IMPORTANCE Knowing the rate of liver fibrosis progression in hepatitis C virus (HCV)-infected persons can help inform patients and providers (clinicians, medical institutions or organizations, and third-party payers) in making treatment decisions. OBJECTIVE To determine the rate and factors associated with liver fibrosis progression and hepatic decompensation in persons after acquiring HCV infection. DESIGN, SETTING, AND PARTICIPANTS Secondary data analysis of persons in the Electronically Retrieved Cohort of HCV Infected Veterans (ERCHIVES), a national Veterans Affairs (VA) database, between 2002 and 2012. Among 610 514 persons in ERCHIVES (half were HCV positive), we identified those with an initial negative and subsequent positive test result for HCV antibody and positive HCV RNA test result (HCV+). Controls had 2 negative HCV antibody test results (HCV-) in a comparable time frame and were matched 1:1 on age (in 5-year blocks), race, and sex. We excluded persons with human immunodeficiency virus, hepatitis B, less than 24 months of follow-up, hepatocellular carcinoma, and cirrhosis at baseline. MAIN OUTCOMES AND MEASURES Progression of liver fibrosis as estimated by the Fibrosis-4 (FIB-4) index; development of cirrhosis, defined by a FIB-4 score greater than 3.5; and development of hepatic decompensation. RESULTS The evaluable data set consisted of 1840 persons who were HCV+ and 1840 HCV- controls. The HCV+ persons were younger and had a lower mean (SD) body mass index (27.39 [5.51] vs 29.49 [6.16]; P < .001), a higher prevalence of alcohol and drug abuse and dependence diagnoses, and higher serum aminotransferase levels, but had a lower prevalence of diabetes and hypertension.
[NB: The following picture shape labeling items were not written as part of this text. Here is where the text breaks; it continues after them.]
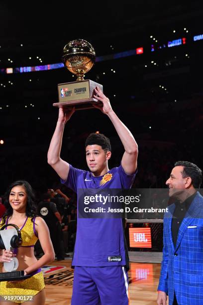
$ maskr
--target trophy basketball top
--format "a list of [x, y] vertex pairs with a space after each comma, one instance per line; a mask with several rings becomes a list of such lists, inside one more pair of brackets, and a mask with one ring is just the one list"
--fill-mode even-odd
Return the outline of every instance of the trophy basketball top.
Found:
[[84, 80], [84, 74], [91, 69], [95, 59], [93, 46], [84, 39], [69, 41], [64, 48], [63, 62], [70, 72], [76, 74], [77, 81]]

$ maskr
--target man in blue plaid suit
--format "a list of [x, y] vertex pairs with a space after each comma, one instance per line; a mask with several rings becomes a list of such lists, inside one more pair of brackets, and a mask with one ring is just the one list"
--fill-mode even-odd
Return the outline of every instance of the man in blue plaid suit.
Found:
[[164, 219], [164, 248], [157, 304], [203, 304], [202, 171], [186, 161], [175, 164], [166, 184], [175, 202]]

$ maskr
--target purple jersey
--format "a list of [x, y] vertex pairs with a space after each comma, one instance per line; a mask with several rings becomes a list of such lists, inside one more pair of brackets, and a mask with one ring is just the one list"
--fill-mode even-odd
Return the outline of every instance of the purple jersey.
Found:
[[[120, 165], [112, 168], [103, 176], [95, 177], [91, 172], [75, 168], [70, 164], [67, 179], [66, 181], [62, 180], [61, 182], [78, 195], [79, 189], [130, 188], [135, 173], [127, 174]], [[121, 218], [93, 219], [78, 217], [72, 265], [125, 266], [127, 262], [124, 245]], [[121, 260], [109, 261], [109, 257], [121, 257]]]

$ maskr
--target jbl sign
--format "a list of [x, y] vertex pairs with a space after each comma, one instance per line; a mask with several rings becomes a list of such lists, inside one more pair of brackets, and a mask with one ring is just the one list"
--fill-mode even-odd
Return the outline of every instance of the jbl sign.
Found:
[[151, 228], [129, 228], [130, 248], [151, 248]]

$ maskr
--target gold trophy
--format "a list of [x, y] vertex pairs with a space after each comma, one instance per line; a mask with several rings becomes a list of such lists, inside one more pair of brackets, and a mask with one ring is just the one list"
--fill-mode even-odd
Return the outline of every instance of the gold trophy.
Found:
[[76, 39], [65, 46], [63, 63], [77, 78], [76, 82], [58, 84], [59, 102], [54, 103], [53, 106], [68, 109], [74, 106], [77, 110], [94, 108], [94, 104], [102, 104], [94, 97], [94, 95], [95, 87], [98, 86], [102, 91], [102, 86], [90, 79], [84, 79], [85, 74], [92, 68], [95, 59], [95, 50], [86, 40]]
Fibrosis progression started early after infection among HCV+ persons and tapered off after 5 years. A total of 452 cirrhosis and 85 hepatic decompensation events were recorded. After 10 years of follow-up, HCV+ persons were more likely to have a diagnosis of cirrhosis compared with HCV- controls (18.4% vs 6.1%). Nine years after diagnosis of cirrhosis, hepatic decompensation events were uncommon but had a higher rate in the HCV+ group (1.79% vs 0.33%). CONCLUSIONS AND RELEVANCE Persons who seroconverted for HCV have a more rapid progression of liver fibrosis and accelerated time to development of cirrhosis after seroconversion compared with HCV- controls. Fibrosis progression occurs early after infection; however, hepatic decompensation is uncommon after diagnosis of cirrhosis.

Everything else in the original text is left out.